La risoluzione sostenuta dai dem per fermare la campagna militare di Trump è stata bocciata dal Senato americano. Sanchez sfida il tycoon, dopo l'attacco del presidente Usa a Madrid per non aver concesso le basi. "E' così che iniziano i disastri dell'umanità", dice il premier spagnolo. Nella notte nuovi lanci di missili incrociati tra Iran e Israele.
Le forze armate della Repubblica Islamica dell'Iran rispettano la sovranità del Paese vicino e amico, la Turchia, e negano qualsiasi lancio di missili verso il territorio turco, scrive l'agenzia Irna.
Il ministero della Salute israeliano riferisce che nelle ultime 24 ore, 199 feriti sono stati trasportati in ospedale a causa del conflitto con l'Iran. Tra le persone ricoverate in ospedale, 14 sono in condizioni moderate e 170 in buone condizioni.

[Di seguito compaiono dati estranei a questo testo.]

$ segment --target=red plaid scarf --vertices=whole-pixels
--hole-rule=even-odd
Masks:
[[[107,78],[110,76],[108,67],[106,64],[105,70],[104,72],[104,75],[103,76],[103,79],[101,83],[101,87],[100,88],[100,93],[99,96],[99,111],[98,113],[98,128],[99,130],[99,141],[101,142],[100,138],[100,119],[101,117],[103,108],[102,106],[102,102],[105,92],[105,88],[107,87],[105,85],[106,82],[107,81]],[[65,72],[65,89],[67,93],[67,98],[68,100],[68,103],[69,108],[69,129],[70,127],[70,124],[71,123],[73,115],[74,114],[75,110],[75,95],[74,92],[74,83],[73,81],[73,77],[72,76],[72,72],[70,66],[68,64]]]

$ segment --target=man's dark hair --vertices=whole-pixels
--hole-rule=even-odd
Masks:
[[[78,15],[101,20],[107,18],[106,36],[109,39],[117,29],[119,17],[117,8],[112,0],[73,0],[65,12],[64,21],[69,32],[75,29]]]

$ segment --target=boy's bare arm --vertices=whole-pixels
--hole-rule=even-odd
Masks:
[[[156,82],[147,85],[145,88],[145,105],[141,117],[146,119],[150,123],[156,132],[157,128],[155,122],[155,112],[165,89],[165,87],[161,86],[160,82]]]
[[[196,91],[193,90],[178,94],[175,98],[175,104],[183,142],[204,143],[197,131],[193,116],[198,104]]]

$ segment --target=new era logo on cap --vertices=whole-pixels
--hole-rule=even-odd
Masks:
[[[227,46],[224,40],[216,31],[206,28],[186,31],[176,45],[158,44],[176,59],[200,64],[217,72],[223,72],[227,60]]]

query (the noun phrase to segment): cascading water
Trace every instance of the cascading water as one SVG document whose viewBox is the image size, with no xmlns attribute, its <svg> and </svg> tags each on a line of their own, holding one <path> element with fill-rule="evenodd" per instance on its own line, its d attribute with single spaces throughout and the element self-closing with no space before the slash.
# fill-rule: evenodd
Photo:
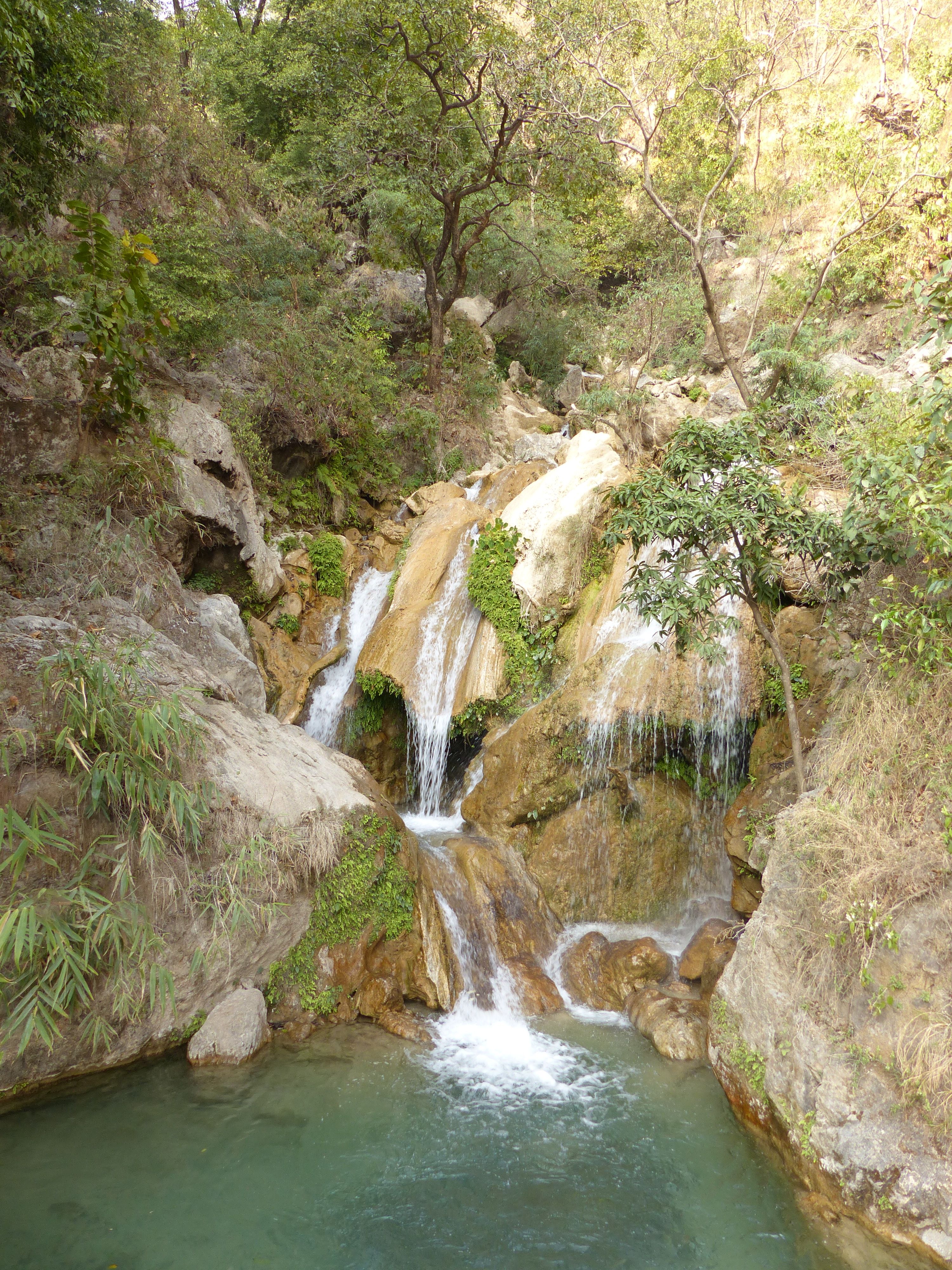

Una petroliera è stata colpita da una "grande esplosione" nelle acque al largo del Kuwait causando una fuoriuscita di petrolio, ha dichiarato oggi l'agenzia britannica per la sicurezza marittima Ukmto, mentre la guerra in Medio Oriente paralizza il traffico marittimo nel Golfo.
Diverse esplosioni hanno colpito Teheran e la sua periferia occidentale stamattina, secondo quanto riportato dai media locali dopo che Israele ha annunciato nuovi attacchi aerei nel sesto giorno di una guerra che si è estesa in tutto il Medio Oriente con attacchi di rappresaglia da parte dell'Iran. L'agenzia di stampa Fars ha riportato un'esplosione nella parte occidentale di Teheran, mentre i quotidiani Shargh e Iran hanno riportato almeno un'esplosione a Karaj, una città al confine occidentale con la capitale.
"Oggi non abbiamo nessuna richiesta in questo senso e voglio dire che non siamo in guerra e non vogliamo entrare in guerra", così il premier Giorgia Meloni ai microfoni del programma "Non stop news" in onda su Rtl 102.5 rispondendo a una domanda sull'uso delle basi militari americane in territorio italiano per l'offensiva dell'Iran. "C'è un rischio escalation dalle conseguenze imprevedibili, sono preoccupata per ripercussioni per l'Italia".